Юридический критерий невменяемости дополняется волевым признаком, означающим неспособность руководить своими действиями. Относительно данного признака высказано мнение, что термин "руководить" недостаточно четкий, требуется заменить его на термин "контролировать". Однако считаем, что такое изменение, не носящее принципиального характера, не значительно и не столь необходимо. Формулировка волевого признака изменений не требует.

Таким образом, в соответствии с изложенными соображениями о невменяемости в уголовном праве, предлагаем закрепить в Уголовном кодексе РФ следующую редакция нормы ст.21 УК РФ:

"Статья 21. Невменяемость.

"1. Не подлежит уголовной ответственности лицо, признанное невменяемым, то есть лицо, которое во время совершения деяния не могло осознавать фактический характер и уголовную противоправность своих действий (бездействия) либо руководить ими вследствие болезненного расстройства психики.

2. Лицу, признанному невменяемым, судом могут быть назначены принудительные меры медицинского характера, предусмотренные настоящим Кодексом".

Считаем, что при рассмотрении критериев невменяемости невозможно оставить в стороне достаточно сложную проблему, поднятую С.Н. Шишковым, - о конвенционализме. Придавая ему большое значение, автор утверждает, что конвенционализм "способен до основания потрясти здание современной судебной психиатрии"[104]. При этом официального признания данное определение в судебной психиатрии не получило в силу возложенных на него табу.

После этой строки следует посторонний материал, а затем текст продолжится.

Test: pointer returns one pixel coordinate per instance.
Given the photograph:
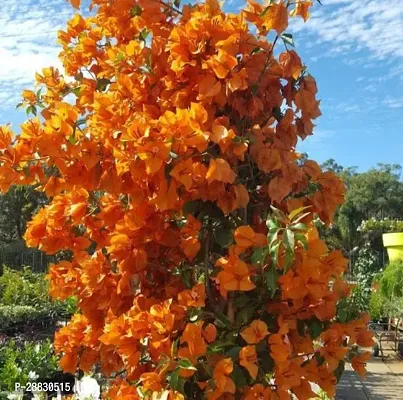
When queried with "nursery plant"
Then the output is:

Однако мы вполне согласны с С.Н. Шишковым в том, что время для серьёзного разговора по этой проблеме давно наступило.

Во-первых, что такое конвенционализм. Значительная часть судебно- психиатрических оценок носит конвенциональный (договорной характер). Это положение вовсе не означает, что эксперты в результате каких-то договоров, завершившихся принятием документа, заверенного подписью всех участников, приходят к тому или иному мнению. Речь идет о том, что судебно-психиатрические оценки базируются на условных договоренностях между судебными психиатрами о том, чтобы считать одни психопатологические состояния исключающими определенные юридически значимые способности субъекта права, а другие - нет.

С.Н. Шишковым справедливо отмечается, что в советское время сказать о конвенциональности в судебной психиатрии было опасно, поскольку эксперта могли обвинить в профессиональной непригодности[105]. Мысль о конвенциональной природе каких-либо важных понятий судебной психиатрии была крамольной и могла быть расценена как методологическая капитуляция. Поэтому уверенно заявлялось, что советские ученые в области судебной психиатрии вполне могли познать истину.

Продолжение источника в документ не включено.